A identificarla, su 50 volontari, è stata la ricerca italiana pubblicata sulla rivista Scientific Reports e condotta dalla Scuola Internazionale Superiore di Studi Avanzati (Sissa) di Trieste e dall’università Trieste.
Accade spesso che quando le intenzioni e l’esito di un’azione sono in conflitto, si faccia appello alle buone intenzioni: è una “caratteristica del giudizio morale che non conosce differenze tra le diverse culture di appartenenza”, ha osservato Indrajeet Patil, primo autore della ricerca presso la Sissa e attualmente ad Harvard. “Fino a oggi però – ha aggiunto – c’erano pochi studi che affrontavano la questione da un punto di vista anatomico, per capire se differenze nel volume e nella struttura di determinate aree del cervello potevano spiegare variazioni nel giudizio morale. Con questa ricerca abbiamo cercato di esplorare proprio questo aspetto”.
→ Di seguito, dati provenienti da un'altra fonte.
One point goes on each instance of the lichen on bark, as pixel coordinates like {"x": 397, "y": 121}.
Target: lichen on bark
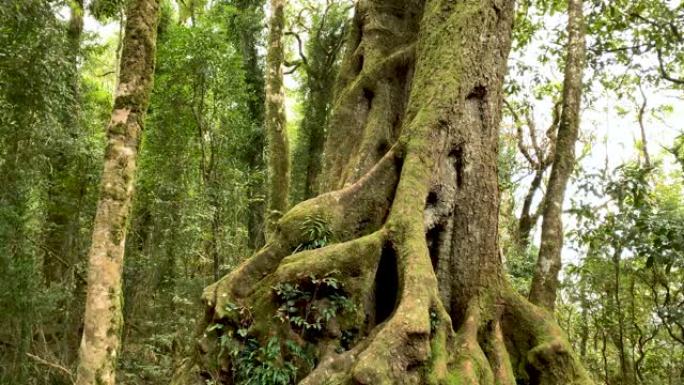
{"x": 103, "y": 313}
{"x": 412, "y": 207}
{"x": 276, "y": 130}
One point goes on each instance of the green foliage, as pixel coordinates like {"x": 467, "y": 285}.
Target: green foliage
{"x": 317, "y": 231}
{"x": 275, "y": 363}
{"x": 308, "y": 305}
{"x": 626, "y": 288}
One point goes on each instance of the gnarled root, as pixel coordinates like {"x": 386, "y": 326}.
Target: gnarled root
{"x": 404, "y": 335}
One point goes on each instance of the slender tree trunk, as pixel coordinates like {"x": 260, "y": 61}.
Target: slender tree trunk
{"x": 412, "y": 211}
{"x": 545, "y": 280}
{"x": 103, "y": 314}
{"x": 276, "y": 130}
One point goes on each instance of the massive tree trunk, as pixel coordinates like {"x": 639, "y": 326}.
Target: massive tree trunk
{"x": 276, "y": 130}
{"x": 545, "y": 280}
{"x": 103, "y": 313}
{"x": 410, "y": 222}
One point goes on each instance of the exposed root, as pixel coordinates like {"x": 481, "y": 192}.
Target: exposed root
{"x": 353, "y": 211}
{"x": 542, "y": 352}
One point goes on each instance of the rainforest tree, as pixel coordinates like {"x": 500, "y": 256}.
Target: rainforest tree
{"x": 103, "y": 311}
{"x": 393, "y": 274}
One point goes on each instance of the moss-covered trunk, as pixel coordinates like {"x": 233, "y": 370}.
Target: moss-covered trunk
{"x": 103, "y": 313}
{"x": 545, "y": 280}
{"x": 276, "y": 130}
{"x": 393, "y": 275}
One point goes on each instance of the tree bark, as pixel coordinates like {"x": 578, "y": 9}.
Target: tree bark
{"x": 545, "y": 280}
{"x": 247, "y": 23}
{"x": 276, "y": 130}
{"x": 412, "y": 209}
{"x": 103, "y": 314}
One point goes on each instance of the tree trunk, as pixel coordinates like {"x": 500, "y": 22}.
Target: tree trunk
{"x": 545, "y": 280}
{"x": 103, "y": 314}
{"x": 276, "y": 130}
{"x": 411, "y": 224}
{"x": 247, "y": 23}
{"x": 320, "y": 69}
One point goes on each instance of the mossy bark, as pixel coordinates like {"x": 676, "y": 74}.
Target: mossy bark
{"x": 103, "y": 312}
{"x": 276, "y": 130}
{"x": 545, "y": 280}
{"x": 412, "y": 202}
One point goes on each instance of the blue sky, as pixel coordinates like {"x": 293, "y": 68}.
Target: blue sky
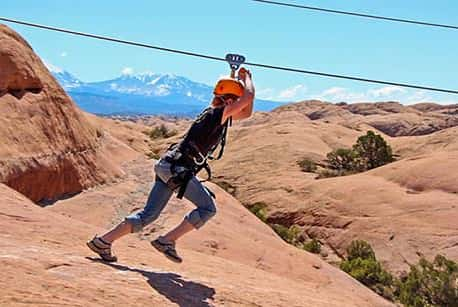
{"x": 264, "y": 34}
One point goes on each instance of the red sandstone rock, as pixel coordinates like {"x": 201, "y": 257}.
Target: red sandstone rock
{"x": 47, "y": 147}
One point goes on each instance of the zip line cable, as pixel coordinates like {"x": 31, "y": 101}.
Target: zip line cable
{"x": 209, "y": 57}
{"x": 313, "y": 8}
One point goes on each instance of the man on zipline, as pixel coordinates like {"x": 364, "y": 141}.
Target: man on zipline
{"x": 177, "y": 169}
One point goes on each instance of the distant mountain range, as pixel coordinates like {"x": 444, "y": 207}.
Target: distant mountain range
{"x": 146, "y": 93}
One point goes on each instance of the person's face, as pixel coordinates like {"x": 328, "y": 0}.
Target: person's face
{"x": 229, "y": 99}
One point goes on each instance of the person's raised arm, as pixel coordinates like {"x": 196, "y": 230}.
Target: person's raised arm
{"x": 243, "y": 107}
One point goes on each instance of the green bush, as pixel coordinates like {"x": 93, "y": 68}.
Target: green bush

Dalla ricerca è emerso che alla base di queste valutazioni ci sarebbe una specifica area del cervello, il cosiddetto solco temporale superiore anteriore sinistro. L’esperimento che ha permesso di individuarla è stato condotto presso la Sissa da Giorgia Silani, ora nell’Università di Vienna. Utilizzando una tecnica non invasiva come la Risonanza magnetica, i ricercatori hanno analizzato l’attività cerebrale di 50 volontari mentre rispondevano a un questionario esprimendo dei giudizi morali su storie i cui protagonisti erano colpevoli di errori gravi ma involontari.
“Quello che abbiamo scoperto – ha detto Patil – è che il volume della materia grigia presente nel solco temporale superiore anteriore sinistro sembra avere un’influenza sul giudizio espresso dagli individui”. In particolare, quanto più l’area è sviluppata, tanto più le persone sono portate a essere indulgenti con colui che ha causato il danno.
L’area era già nota per essere implicata nella capacità di rappresentare lo stato mentale degli altri e la capacità di perdono sarebbe dovuta ad una maggiore capacità di ‘immedesimazione’ nel protagonista e quindi nella non intenzionalità dell’atto.